James Maude, senior security engineer at Avecto, told SC Magazine that whether it is an email or accidental download of corrupted files, “these situations can be avoided and yet many businesses continue to overlook fundamental IT security practises.”
"Time and time again, the removal of admin rights proves to be a simple and effective threat mitigation strategy, which minimises the risk of internal breaches. Organisations can no longer afford to rely on reactive strategies to deal with the advanced nature of attacks and instead they must adopt a proactive approach to security,” he said.
Jules Pagna Disso, head of R&D at cyber-security consultancy Nettitude, told SC Magazine that method used during the attacks described by this research are well known and fairly easy to execute.
“They date back to the early years of cryptosystems. Fortunately, the attacks are not popular due to the fact that order preserving encryption is not widely accepted. Whilst the order preserving encryption looks at solving many weakness of existing system, its fundamental design is flawed. The idea of being able to search encrypted data suggests that somehow some patterns can be identified,” he said.
He added that the attack described in this paper is very specific to a weakness found in the implementation of the order preserving encryption (OPE). “Any other database system using the OPE would be exposed to the same problem.”
Disso added that attackers would be interested in such data because they can sell it for $10 US per record or more. “This translates to $10 million (US) earnings for a database of one million users. Malicious users will then use the medical records to create fake ids that they can then use to buy drugs that are not easily accessible. These drugs are then resold for much more money. The same stolen data can be used in combination of a fake id to make various claims such as insurance claims.”
Yogi Chandiramani who is a security expert from FireEye, told SC Magazine that as internal systems need to be accessed, these attacks would require considerable preparation.
“Even though the data is encrypted it needs to transit unencrypted in the system's memory (RAM) in order to be processed by applications. This means that at some stage the data is in the clear. If attackers gain access to those portions of memory when it is unencrypted they could potentially access data which is encrypted on disks. It is somewhat similar to the heart bleed vulnerability where snippets of the private key were in memory and could be used by the attackers to gain access to “encrypted” data,” he said.

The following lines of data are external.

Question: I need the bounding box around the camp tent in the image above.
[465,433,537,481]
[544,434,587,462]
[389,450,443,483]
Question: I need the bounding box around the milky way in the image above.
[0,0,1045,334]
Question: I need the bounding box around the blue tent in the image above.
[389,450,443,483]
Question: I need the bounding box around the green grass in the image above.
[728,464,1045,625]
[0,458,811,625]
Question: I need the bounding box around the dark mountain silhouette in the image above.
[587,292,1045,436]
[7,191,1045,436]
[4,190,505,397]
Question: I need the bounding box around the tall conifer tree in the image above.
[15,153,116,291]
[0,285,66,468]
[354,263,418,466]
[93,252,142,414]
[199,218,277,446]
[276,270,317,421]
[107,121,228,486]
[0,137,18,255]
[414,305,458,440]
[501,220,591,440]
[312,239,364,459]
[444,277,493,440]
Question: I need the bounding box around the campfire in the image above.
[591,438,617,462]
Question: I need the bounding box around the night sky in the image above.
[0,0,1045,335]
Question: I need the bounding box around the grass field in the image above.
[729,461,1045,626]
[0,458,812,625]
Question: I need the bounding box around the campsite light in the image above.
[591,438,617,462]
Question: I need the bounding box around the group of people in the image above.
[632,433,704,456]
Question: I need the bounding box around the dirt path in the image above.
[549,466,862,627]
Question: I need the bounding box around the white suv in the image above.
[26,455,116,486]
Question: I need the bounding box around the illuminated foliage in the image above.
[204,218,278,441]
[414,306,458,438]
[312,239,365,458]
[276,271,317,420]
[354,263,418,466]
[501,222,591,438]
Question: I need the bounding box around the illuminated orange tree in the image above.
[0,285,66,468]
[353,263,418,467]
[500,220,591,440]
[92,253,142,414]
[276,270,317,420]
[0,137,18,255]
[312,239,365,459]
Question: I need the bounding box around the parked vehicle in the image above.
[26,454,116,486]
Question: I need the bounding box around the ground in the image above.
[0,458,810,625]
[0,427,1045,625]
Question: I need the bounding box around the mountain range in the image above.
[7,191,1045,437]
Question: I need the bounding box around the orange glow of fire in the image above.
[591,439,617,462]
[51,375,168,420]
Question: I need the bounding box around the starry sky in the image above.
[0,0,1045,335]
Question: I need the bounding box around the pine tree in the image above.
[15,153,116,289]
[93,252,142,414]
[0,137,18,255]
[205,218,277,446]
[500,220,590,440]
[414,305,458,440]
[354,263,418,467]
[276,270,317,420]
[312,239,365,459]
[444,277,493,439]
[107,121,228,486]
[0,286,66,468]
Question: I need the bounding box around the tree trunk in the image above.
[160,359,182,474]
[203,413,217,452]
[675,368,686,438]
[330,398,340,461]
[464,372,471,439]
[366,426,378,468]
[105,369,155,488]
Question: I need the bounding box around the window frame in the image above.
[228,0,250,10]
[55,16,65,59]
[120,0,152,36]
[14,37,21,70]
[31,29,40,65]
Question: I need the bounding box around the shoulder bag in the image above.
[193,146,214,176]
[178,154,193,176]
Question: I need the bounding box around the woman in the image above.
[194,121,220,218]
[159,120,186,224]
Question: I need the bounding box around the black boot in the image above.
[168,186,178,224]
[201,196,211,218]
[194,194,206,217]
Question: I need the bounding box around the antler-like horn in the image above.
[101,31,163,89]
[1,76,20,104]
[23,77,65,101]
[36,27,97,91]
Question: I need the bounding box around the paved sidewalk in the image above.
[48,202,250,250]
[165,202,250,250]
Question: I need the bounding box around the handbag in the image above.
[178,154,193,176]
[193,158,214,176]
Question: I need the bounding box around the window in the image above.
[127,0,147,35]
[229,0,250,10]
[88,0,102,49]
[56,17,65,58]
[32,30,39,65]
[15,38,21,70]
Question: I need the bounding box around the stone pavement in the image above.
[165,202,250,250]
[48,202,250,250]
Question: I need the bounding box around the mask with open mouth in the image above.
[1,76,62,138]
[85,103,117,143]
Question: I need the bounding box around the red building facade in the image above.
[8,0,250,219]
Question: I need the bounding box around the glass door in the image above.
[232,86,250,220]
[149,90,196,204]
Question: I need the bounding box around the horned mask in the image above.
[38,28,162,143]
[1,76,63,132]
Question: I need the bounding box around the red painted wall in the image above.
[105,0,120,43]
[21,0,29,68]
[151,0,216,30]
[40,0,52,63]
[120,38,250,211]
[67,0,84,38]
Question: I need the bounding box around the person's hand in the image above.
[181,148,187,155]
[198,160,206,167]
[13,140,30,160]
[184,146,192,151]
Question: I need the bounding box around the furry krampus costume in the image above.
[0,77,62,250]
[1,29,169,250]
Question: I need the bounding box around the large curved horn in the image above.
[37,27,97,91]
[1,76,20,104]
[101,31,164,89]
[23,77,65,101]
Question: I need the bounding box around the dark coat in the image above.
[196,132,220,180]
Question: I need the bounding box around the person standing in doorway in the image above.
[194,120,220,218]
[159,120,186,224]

Dave Palmer, director of Technology at Darktrace said that in recognising the attractiveness of medical records as a target, the healthcare industry is slowly moving to new types of protective encryption of data when it is stored in data centres.
“This is a positive step but fundamentally the data does need to be used and so the encryption will be unlocked at certain points in time, and recent research shows that the new encryption technologies being used can be tricked into leaking more data than expected,” he told SC Magazine.
“At this time it is reasonable to assume that encrypted databases can slow hackers down, potentially significantly, but it doesn't negate the risk entirely.”